I saved the first tooth each child lost and taped it in their baby books. The rest have gone in the trash. My mom saved all my teeth and I always thought it was weird/gross/creepy. Not to say that my boys would feel the same way, but a jarful or boxful of teeth is not something I would treasure. But I'm not a very sentimental person, in general. I'm more practical and see no practical purpose for saving teeth.

That's just me.


----------



## The Lucky One (Oct 31, 2002)

That's funny, I was just thinking about this the other day.

I will definately plan on saving my kids' teeth when they fall out. That's just the kind of sentimental person I am. I have their umbilical cord stumps, locks of ds1's hair, etc. I even save my cats teeth if I find them and also my cats whiskers. I'm just silly like that.

My mom never saved any of my teeth, and I find that weird, because, like me, she saves everything. She has fingernail clippings of mine (from when I was a child) in a ziplock baggie, even. Gross.
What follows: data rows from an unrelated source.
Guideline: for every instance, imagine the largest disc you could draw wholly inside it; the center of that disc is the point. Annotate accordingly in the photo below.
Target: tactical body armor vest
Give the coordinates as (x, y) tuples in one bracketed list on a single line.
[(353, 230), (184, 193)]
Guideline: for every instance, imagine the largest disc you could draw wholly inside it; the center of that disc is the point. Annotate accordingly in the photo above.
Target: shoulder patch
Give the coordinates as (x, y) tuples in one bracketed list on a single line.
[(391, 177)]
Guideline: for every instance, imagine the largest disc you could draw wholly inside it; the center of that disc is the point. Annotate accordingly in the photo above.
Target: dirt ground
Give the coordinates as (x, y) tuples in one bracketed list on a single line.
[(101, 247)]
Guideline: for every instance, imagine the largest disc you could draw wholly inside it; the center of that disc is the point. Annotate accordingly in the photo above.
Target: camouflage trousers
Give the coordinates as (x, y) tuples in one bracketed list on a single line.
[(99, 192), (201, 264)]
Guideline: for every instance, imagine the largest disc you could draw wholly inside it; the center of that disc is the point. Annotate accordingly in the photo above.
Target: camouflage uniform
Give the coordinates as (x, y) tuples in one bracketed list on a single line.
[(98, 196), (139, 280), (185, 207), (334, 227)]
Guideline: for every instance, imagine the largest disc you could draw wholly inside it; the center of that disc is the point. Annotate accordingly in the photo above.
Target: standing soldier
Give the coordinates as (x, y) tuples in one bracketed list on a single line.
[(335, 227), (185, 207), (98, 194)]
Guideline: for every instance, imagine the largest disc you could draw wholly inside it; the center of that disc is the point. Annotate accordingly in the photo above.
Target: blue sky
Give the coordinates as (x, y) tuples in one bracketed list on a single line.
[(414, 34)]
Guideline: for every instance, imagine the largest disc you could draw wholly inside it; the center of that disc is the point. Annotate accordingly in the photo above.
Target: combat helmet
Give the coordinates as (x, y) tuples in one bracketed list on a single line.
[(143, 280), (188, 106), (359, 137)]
Daylily, are your kids finding the teeth all over the house? And if so, what are you telling them in regards to the tooth fairy?


----------



## mamawanabe (Nov 12, 2002)

I'm sure my mom threw them out. I might save them - I don't know. Could you make a bracelet out of them (where's our goth emoticon?)

Ha ha my 666 post and I'm talking about making discarded baby bones into jewlery







:


----------